For instance, if an investor earns 70 million won from domestic listed stocks, currently, they pay no tax. But if the FIIT is implemented, they will be taxed 22% on 20 million won after a 50 million won deduction, resulting in 4.4 million won in tax. In another case, if an investor makes 100 million won in domestic stocks but incurs a 10 million won loss in a domestic equity public offering fund, the taxable income would be 40 million won after deducting 50 million won from the total realized gains of 90 million won.
There is a division of opinion on the FIIT among politicians, stakeholders, and the general public. Opponents argue that increased taxes on high-level investors could reduce financial investment, potentially cooling the market and shifting funds to real estate, which could drive up real estate prices. They also contend that the FIIT will require financial institutions to withhold taxes directly from investment income at the source, which could reduce investor liquidity and weaken the stock market. Another concern is that under the FIIT, taxes on private equity funds, typically invested in by the wealthy, could drop from a maximum rate of 49.5% to 27.5%. Currently, dividends and capital gains over 20 million won from private equity funds are subject to a comprehensive financial tax rate of up to 49.5%. However, with the FIIT, the funds will fall under Group 1, reducing the maximum tax rate to 27.5%, raising concerns over preferential tax treatment for the wealthy.
On the other hand, supporters of the FIIT cite tax equity and increased revenue as reasons for support.

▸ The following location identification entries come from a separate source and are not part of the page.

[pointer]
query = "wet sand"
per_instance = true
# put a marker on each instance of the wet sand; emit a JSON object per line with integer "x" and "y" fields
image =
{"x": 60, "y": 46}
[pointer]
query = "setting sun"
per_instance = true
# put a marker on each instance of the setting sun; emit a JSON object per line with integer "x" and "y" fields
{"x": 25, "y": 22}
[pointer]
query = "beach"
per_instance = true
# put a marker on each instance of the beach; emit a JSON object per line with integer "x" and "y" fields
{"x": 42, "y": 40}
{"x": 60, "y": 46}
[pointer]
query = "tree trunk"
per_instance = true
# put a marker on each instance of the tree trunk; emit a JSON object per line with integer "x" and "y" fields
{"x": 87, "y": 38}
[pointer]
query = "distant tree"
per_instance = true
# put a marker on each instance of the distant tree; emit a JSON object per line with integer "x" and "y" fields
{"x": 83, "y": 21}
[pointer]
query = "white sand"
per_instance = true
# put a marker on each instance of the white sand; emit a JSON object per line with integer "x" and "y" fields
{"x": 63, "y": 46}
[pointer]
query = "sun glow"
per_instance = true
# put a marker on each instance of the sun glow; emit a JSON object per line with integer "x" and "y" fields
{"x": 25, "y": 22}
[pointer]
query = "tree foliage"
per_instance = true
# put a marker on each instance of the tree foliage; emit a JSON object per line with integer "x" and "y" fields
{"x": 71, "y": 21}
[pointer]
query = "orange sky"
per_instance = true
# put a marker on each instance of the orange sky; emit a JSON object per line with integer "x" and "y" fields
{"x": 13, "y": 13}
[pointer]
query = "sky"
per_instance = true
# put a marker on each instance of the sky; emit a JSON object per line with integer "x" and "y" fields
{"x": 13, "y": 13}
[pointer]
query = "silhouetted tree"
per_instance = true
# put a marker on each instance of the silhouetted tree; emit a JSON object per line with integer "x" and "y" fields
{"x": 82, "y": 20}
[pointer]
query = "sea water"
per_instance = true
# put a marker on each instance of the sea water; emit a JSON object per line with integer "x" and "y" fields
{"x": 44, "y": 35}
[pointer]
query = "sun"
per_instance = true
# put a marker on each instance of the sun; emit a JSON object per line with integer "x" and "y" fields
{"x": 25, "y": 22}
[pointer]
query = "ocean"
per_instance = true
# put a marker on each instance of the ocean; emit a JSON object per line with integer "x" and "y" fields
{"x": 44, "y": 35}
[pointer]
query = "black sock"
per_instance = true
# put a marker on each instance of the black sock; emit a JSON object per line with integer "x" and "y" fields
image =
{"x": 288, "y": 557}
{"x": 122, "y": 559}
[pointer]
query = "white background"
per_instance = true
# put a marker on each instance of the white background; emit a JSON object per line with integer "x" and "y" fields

They expect that, with the implementation of the FIIT, the top 1% of investors (approximately 150,000 individuals) would be subject to tax payments, and it is estimated that taxing these high-level investors would increase annual tax revenue by 1.6 trillion won.
Initially scheduled for implementation in January 2023, the FIIT was postponed for two years with the agreement between the ruling and opposition parties and was slated to start next January. However, on July 25th this year, the government announced plans to repeal the FIIT, with the ruling party supporting the repeal and the opposition leaning towards a delay or repeal.
According to The Dictionary of Current Affairs, in his work The Wealth of Nations, Adam Smith, founder of classical economics, proposed the four principles of taxation: the Principle of Fairness (Taxes should be proportional to income, without everyone contributing according to their ability, without recognizing privileged classes); the Principle of Certainty (The tax method, timing, and amount should be simple and clear so that all, including the taxpayer, understand it, free from any subjective control by the tax collector); the Principle of Convenience (Taxes should be collected at the time, place, and method most convenient for taxpayers); the Principle of Efficiency (Tax collection costs should be minimized).
At this critical juncture of deciding between the implementation, repeal, or delay of the FIIT, perhaps political figures and stakeholders should revisit the four principles of taxation outlined in The Wealth of Nations.